I think the headline and the first paragraph of this article are a somewhat misleading. The survey in question says more asset managament firms which took part in the survey were hiring (25%) than those that were letting staff go (20%). But there is no data for the absolute numbers hired and fired in the last 3-6 months – data which would I’m sure paint a very different headline.
I sense that a large proportion of the firms in the 25% that are hiring a niche boutique houses as opposed to larger fund managers.
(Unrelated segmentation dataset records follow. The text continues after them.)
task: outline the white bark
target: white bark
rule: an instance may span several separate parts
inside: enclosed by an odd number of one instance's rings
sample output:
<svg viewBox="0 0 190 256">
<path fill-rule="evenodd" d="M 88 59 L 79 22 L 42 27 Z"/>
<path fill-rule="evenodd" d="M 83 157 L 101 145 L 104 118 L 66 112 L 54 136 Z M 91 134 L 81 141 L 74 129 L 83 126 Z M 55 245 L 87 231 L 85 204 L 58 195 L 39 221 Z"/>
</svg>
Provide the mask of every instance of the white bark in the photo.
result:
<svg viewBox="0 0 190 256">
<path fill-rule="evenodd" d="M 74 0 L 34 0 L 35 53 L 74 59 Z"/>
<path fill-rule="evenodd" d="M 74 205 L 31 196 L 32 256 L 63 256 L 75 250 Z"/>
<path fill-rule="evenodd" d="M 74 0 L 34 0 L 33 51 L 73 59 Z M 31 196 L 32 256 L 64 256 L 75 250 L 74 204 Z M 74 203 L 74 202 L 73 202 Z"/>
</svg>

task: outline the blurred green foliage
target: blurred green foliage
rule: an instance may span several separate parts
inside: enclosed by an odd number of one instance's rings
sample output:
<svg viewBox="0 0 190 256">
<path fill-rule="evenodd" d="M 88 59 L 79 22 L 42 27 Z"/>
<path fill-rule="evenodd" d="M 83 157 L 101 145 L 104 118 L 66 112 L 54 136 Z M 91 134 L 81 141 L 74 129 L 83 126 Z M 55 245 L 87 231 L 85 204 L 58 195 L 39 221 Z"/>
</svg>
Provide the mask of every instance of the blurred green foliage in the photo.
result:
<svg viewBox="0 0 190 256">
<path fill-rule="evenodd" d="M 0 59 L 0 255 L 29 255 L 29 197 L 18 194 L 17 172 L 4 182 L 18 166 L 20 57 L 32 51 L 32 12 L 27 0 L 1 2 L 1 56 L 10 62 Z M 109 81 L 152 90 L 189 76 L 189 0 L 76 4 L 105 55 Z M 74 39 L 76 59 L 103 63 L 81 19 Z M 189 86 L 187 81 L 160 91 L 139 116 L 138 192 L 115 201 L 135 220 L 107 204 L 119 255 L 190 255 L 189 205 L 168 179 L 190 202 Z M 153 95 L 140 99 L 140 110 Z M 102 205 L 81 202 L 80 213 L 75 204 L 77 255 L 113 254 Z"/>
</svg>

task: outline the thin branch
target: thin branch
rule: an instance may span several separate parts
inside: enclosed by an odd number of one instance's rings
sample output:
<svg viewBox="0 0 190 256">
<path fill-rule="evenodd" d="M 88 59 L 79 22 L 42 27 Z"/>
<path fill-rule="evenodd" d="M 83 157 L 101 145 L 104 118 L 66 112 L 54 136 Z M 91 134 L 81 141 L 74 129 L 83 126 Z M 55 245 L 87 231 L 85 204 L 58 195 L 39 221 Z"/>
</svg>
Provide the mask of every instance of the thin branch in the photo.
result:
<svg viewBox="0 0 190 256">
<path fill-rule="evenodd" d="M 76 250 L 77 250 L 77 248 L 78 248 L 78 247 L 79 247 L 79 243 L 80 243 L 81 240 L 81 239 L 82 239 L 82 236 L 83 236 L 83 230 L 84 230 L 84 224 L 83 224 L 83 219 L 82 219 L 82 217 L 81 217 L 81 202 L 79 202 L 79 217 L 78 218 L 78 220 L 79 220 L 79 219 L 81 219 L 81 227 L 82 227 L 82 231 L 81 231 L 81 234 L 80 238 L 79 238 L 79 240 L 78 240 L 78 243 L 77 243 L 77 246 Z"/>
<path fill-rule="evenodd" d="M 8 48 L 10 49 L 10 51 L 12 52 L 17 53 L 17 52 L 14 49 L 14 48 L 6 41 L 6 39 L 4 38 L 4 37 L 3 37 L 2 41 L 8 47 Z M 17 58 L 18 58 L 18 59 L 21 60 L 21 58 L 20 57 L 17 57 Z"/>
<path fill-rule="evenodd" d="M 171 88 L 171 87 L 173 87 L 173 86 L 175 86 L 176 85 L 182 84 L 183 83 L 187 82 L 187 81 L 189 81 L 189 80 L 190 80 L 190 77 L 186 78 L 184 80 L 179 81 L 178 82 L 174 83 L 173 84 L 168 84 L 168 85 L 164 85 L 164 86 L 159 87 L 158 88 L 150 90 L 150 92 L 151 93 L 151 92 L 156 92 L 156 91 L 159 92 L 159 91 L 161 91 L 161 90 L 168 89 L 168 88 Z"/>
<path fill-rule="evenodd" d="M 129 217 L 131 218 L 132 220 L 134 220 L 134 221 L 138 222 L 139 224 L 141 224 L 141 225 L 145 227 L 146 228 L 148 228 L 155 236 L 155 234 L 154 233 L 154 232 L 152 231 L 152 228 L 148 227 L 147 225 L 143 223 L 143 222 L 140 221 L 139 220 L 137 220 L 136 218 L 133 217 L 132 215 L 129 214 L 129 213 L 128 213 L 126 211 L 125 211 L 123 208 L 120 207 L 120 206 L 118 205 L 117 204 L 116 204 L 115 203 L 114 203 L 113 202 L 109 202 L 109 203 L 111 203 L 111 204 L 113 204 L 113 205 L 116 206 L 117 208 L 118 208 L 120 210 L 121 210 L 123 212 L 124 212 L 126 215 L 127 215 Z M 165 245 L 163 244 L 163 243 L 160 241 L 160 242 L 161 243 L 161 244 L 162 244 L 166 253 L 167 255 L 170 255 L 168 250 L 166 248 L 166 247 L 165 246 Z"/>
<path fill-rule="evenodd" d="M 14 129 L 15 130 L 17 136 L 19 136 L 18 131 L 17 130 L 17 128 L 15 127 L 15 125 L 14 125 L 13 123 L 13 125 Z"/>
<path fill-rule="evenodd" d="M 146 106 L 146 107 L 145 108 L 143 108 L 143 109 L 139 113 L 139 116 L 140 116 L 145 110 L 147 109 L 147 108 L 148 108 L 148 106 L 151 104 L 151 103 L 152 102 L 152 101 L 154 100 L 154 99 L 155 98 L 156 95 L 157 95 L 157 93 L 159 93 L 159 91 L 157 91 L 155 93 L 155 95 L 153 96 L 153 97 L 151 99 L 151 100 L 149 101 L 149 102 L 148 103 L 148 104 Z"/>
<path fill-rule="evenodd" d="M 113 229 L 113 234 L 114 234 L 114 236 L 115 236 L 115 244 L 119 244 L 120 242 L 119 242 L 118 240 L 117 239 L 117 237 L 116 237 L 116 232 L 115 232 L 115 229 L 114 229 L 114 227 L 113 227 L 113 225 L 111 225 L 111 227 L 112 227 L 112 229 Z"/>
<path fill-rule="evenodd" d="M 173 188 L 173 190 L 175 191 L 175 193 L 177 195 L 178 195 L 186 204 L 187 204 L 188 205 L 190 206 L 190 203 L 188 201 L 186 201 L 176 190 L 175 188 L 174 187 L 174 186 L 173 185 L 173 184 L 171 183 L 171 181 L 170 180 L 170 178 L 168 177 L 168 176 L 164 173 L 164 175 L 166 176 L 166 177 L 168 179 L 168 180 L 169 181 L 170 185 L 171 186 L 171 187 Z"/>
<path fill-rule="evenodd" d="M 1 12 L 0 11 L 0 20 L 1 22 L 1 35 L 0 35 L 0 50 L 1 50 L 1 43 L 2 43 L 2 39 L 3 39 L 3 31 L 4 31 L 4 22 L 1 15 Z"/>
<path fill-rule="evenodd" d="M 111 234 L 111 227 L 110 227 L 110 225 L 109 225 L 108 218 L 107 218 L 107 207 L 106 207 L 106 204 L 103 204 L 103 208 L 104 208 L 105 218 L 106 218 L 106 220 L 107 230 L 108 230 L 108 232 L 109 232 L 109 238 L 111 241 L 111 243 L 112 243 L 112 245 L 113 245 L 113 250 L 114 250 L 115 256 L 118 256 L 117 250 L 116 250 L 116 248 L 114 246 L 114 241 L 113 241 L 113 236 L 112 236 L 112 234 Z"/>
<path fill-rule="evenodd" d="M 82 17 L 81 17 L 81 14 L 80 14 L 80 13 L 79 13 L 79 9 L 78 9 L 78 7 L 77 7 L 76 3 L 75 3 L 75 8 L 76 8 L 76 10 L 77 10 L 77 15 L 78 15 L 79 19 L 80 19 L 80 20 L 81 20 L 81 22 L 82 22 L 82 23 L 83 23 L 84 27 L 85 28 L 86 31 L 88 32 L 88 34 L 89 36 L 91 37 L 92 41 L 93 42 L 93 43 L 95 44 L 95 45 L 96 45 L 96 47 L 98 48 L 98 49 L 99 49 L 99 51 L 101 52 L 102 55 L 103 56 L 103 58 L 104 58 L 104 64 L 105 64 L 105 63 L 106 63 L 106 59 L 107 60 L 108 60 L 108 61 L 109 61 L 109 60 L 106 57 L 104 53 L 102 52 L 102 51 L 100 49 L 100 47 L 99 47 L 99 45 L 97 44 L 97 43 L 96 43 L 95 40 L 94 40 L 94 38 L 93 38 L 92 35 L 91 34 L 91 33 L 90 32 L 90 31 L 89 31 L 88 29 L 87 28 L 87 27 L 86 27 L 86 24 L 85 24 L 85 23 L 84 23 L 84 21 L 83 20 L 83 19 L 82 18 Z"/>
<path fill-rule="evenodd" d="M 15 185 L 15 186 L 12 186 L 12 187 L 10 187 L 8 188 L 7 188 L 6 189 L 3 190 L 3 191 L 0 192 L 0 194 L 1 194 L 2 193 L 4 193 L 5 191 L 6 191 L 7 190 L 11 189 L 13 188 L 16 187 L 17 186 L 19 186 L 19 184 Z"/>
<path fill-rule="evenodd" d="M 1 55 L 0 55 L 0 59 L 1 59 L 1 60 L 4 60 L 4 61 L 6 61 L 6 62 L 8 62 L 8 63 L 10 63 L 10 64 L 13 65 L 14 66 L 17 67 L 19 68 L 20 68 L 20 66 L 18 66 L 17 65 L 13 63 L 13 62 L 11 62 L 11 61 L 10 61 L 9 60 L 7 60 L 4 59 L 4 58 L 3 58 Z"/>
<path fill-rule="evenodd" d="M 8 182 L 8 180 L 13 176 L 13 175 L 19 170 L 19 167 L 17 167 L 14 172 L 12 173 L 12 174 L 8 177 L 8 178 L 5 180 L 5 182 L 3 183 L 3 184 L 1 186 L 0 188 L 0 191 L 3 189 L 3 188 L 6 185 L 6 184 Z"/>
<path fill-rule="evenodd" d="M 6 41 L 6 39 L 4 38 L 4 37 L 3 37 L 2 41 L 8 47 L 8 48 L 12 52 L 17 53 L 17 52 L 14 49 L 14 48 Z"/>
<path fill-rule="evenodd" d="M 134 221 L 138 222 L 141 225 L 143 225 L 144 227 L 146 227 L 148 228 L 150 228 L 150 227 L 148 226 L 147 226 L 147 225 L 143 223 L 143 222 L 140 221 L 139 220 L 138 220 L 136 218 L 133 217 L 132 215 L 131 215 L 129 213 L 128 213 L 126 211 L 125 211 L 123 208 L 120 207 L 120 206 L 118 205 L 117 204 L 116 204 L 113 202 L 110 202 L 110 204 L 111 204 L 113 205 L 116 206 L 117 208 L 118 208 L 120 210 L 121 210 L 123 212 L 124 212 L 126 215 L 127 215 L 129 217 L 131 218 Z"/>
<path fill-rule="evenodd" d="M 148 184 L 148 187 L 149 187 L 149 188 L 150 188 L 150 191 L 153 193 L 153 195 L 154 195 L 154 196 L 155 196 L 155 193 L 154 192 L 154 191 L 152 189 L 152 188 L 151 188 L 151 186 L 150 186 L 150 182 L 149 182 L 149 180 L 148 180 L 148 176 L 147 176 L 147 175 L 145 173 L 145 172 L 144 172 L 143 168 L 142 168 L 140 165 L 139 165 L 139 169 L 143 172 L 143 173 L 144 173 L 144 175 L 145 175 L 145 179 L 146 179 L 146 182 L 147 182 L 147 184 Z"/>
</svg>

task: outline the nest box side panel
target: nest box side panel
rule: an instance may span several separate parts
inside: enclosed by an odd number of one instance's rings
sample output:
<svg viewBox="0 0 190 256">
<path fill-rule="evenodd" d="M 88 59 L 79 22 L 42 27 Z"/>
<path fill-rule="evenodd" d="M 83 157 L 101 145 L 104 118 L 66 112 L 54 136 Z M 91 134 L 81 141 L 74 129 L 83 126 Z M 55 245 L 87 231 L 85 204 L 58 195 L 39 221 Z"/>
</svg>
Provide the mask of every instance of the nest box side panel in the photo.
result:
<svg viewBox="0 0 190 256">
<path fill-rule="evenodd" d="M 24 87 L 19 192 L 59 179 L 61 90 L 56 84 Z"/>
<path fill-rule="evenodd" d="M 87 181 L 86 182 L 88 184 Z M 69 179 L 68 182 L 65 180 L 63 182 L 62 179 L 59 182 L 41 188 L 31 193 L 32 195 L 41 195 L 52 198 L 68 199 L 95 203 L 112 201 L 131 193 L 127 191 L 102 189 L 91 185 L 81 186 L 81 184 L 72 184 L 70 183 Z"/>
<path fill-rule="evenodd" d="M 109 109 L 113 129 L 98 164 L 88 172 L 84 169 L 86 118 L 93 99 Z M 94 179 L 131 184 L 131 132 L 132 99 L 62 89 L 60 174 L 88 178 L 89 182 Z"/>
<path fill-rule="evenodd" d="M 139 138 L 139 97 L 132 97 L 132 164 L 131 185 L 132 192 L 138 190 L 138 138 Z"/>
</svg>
From what I’m seeing in the market place (certainly in London), the larger asset management firms are now laying people off to cut costs which means that on absolute numbers there is probably more firing going on across the asset management sector than hiring.
Nonetheless, the survey does confirm the relative stability within the institutional asset management area inspite of the poor performance of most funds at the moment - something you would expect given the longer term view tyoically held by the trustee boards of pension funds. The number of firms in the survey confirming that they are hiring is also an strong indicator for those leaving jobs from investment banks that asset management (and to a greater extent, Private Banking/Wealth Management) are better hunting grounds in the current market.